1. フルフローティングアクスルシャフト
トルクのみを負担し、両端に力や曲げモーメントがかからないハーフシャフトをフルフローティングハーフシャフトと呼びます。ハーフシャフトの外端フランジはボルトでハブに固定され、ハブは離れた位置にある2つのベアリングを介してハーフシャフトスリーブに取り付けられます。構造上、フルフローティングハーフシャフトの内端にはスプラインが、外端にはフランジが設けられ、フランジ上には複数の穴が配置されています。信頼性の高い動作のため、商用車に広く使用されています。
2. 3/4 フローティングアクスルシャフト
3/4フローティングアクスルシャフトは、すべてのトルクを支えるだけでなく、曲げモーメントの一部も支えます。3/4フローティングアクスルシャフトの最も顕著な構造的特徴は、ホイールハブを支えるアクスルシャフトの外端にベアリングが1つしかないことです。
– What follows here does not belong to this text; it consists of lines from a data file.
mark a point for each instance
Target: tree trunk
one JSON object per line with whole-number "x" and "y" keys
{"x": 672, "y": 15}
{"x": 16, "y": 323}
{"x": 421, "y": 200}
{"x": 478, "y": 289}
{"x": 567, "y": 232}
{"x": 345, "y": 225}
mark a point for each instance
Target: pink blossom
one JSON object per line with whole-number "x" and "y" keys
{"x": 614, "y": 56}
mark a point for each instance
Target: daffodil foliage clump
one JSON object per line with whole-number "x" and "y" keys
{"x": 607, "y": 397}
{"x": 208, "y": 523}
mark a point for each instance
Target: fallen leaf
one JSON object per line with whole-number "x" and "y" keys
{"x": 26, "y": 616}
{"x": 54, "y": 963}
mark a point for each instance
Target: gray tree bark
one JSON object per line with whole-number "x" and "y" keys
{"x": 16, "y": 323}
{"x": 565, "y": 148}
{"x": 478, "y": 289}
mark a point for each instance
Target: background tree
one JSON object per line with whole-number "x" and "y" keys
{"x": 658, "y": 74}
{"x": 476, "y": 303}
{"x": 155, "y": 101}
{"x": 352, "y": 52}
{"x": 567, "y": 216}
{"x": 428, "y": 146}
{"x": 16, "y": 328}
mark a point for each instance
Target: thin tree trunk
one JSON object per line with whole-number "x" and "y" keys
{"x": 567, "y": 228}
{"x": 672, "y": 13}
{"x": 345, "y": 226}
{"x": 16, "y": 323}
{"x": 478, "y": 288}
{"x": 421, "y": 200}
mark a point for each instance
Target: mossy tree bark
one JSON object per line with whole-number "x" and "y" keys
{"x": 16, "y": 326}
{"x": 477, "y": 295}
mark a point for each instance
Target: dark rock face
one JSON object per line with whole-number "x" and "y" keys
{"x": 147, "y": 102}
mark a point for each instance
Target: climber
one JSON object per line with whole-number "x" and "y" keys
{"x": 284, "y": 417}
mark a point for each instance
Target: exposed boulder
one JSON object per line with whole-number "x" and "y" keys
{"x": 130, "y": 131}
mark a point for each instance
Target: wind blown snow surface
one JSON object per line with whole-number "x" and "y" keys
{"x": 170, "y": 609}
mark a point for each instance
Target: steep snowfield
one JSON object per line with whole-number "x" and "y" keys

ベアリングの支持剛性が低いため、このハーフシャフトはトルクに加えて、ホイールと路面間の垂直力、駆動力、横力によって生じる曲げモーメントも支えます。3/4フローティングアクスルは自動車ではほとんど使用されていません。
3. セミフローティングアクスルシャフト
セミフローティング式車軸は、車軸ハウジング外端の内穴に配置されたベアリングによって直接支持され、外端に近いジャーナルを備えています。車軸の端部は、円錐面を有するジャーナルとキーによってホイールハブに固定的に接続されるか、フランジによってホイールディスクとブレーキハブに直接接続されます。そのため、トルクを伝達するだけでなく、ホイールから伝達される垂直力、駆動力、横力によって生じる曲げモーメントも支えます。セミフローティング式車軸は、そのシンプルな構造、低品質、低コストのため、乗用車や一部の同種の車両に使用されています。